For about 270,000 people Reykjavík is a surprisingly large city - it seems to sprawl out for ever these days and people drive a lot despite the bus system being much better than those here in the UK. The vehicle fleet also contains a very large number of big SUVs and trucks with many families having two or three cars.
As you say, outside of Reykjavík, populations are dispersed and there is only a limited intercity bus service (no trains), so you’re either in for a long drive, or you get on a plane and take a carbon-spewing hop.
Alongside that, the trawler fleet is huge and very busy, all of which burn diesel.
The one in the article has been built alongside the Hellisheiði geothermal power plant just east of Reykjavík. There is a second plant called Carb Fix at Svartsengi on Reykjanes next to the Blue Lagoon.
Many organisms of varying size (including humans) sequester carbon as their skeleton. If they do this enough in the ocean then it forms a layer of mostly calcium carbonate. Chalk and limestone, hundreds of metres thick. If you could farm these microorganisms you could do so on a truly enormous scale. And scale is what is needed after all.
Norway went from one of the poorest countries in Europe to one of the richest in the world within a generation, all on the back of hydrocarbons. Neither of the big parties wants to be the one that cuts off the tap that has given Norwegians a standard of living most of us can only dream of.
There’s an excellent NRK drama series called Lykkeland (State of Happiness) which covers the period when oil was struck in the North Sea and how it utterly upturned a quiet, introspective, poverty-wracked country. Well worth checking out.
Yeah, this seems like a whole lot of effort for little result. There are some much cheaper and experimentally encouraging options, I’m a fan of ocen fertilzation. Sequesters carbon, creates a large quantity of phytoplankton and other microorganisms that can also feed other, larger beings before dying and sinking to the bottom of the ocean. Still some problems: it would decrease surface acidity, which is good, but increase benthic levels, which may be bad. Every attempt to run an experiment has met with massive opposition from environmental groups who consider it the same as dumping toxic waste, so I guess we’ll never know if scales up, but it looks like one of the most promising options of cleaning up this mess we’ve made of the planet.
Since it’s mostly oceanologists who are running the studies, they seem to be in favor of running the experiments and then analyzing the data, but they can’t get approval to run the experiments to determine the impact. The few experiments done have been favorable, with the acidification swap cavet, but we don’t know all the effects because the experiments can’t be run to determine them. I texted an old girlfriend who went on to get a doctorate in marine biology, and her reply was “can’t see the obvious harm, needs more research.”
This isn’t very much like nodule mining, which clearly destroys what may be a delicate and vital ecosystem, this is more like fertilizing a barren plain or dying forest that just needs nutrients (in this case, iron) to thrive. The most cost-effective method, in fact, is just to make upwellings of nutrient-rich waters as happens naturally around every island and reef.
Not really, because it is situated in Iceland.
About 85% of the total primary energy supply in Iceland is derived from domestically produced renewable energy sources. Roughly 65% geothermal and 20% hydropower.

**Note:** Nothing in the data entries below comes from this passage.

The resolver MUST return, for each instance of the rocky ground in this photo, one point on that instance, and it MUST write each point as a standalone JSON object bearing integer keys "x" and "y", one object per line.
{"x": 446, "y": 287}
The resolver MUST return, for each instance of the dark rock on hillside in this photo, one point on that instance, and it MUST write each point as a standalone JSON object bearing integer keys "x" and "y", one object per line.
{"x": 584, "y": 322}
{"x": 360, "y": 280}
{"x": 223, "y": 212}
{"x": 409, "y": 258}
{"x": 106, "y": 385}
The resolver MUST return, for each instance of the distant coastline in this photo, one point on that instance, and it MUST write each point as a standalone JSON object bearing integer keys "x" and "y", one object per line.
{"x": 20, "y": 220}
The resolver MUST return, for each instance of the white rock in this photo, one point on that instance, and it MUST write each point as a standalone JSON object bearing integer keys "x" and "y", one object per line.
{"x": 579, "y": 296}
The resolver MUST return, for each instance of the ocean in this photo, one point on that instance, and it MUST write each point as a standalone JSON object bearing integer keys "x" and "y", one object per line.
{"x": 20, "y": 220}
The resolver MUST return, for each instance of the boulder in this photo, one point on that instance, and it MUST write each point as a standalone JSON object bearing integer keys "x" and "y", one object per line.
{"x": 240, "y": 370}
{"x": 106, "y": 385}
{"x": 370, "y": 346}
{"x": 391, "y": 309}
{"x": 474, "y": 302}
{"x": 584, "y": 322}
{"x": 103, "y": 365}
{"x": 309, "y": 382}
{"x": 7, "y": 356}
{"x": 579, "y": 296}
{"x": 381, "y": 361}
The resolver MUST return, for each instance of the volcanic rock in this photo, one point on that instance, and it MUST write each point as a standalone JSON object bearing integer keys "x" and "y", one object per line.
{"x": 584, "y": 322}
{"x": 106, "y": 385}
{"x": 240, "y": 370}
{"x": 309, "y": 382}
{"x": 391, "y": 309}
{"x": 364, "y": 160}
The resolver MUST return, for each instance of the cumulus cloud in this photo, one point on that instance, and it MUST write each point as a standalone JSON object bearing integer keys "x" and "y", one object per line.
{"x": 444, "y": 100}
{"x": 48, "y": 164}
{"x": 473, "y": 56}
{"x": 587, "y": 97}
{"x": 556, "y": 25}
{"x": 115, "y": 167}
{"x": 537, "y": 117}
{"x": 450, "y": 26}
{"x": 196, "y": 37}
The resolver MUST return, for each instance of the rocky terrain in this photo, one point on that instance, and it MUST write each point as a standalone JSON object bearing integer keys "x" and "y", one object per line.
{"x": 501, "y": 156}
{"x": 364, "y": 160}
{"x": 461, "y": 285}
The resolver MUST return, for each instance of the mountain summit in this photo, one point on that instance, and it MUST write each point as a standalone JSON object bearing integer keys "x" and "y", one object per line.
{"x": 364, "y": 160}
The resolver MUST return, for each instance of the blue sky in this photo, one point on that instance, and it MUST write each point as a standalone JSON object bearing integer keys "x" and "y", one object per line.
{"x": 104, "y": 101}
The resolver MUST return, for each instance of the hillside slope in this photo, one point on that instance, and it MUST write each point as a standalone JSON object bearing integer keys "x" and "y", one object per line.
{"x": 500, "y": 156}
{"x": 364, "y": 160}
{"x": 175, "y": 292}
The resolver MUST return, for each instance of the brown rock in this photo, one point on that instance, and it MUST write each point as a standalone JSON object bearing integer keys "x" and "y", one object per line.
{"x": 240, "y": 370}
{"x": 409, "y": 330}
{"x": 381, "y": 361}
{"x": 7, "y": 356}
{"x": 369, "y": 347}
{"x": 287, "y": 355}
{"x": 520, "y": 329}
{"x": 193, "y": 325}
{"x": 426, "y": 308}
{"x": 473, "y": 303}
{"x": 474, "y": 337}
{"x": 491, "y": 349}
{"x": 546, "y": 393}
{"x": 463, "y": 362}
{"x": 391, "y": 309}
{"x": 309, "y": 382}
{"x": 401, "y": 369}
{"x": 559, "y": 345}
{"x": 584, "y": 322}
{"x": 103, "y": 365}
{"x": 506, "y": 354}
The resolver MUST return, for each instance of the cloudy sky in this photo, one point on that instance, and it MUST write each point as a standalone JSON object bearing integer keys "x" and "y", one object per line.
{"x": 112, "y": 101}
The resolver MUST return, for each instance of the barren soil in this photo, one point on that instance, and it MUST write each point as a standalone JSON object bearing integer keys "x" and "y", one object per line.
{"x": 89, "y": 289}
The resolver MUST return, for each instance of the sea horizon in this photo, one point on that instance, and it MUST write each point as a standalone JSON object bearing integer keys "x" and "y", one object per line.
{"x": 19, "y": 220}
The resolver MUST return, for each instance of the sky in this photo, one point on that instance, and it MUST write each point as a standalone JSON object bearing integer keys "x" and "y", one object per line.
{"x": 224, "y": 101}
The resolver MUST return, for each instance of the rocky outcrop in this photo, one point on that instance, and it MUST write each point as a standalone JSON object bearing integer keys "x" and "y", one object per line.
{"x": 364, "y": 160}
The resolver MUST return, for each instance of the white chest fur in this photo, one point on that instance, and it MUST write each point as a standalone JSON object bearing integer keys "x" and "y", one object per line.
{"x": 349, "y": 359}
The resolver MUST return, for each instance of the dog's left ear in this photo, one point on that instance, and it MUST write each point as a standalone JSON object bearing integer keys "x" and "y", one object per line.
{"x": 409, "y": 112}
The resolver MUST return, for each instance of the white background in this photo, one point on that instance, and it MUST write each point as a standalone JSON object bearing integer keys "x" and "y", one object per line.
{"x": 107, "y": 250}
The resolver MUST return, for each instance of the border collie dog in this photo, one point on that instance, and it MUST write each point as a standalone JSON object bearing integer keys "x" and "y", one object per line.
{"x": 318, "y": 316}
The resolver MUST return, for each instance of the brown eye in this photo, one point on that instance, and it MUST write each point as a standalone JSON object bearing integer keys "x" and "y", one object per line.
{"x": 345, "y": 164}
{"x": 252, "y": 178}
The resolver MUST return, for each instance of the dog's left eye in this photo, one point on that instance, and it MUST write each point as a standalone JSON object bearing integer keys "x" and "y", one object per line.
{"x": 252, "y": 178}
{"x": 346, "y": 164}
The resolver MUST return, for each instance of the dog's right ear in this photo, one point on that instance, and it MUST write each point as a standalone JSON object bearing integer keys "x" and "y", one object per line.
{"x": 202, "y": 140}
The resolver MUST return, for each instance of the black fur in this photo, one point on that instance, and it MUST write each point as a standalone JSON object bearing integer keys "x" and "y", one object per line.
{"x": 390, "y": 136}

The remaining 15% (again, this is total primary energy) is fossil fuels used for running cars, lorries, boats, ships… but, save the odd farmstead in the middle of nowhere, not for generating electricity.
(The breakdown for electrical energy is roughly 70% hydro / 30% geothermal.)
Which still makes for surprisingly large CO2 emissions per capita, but regarding electricity Iceland is as close to 100% renewable as it gets.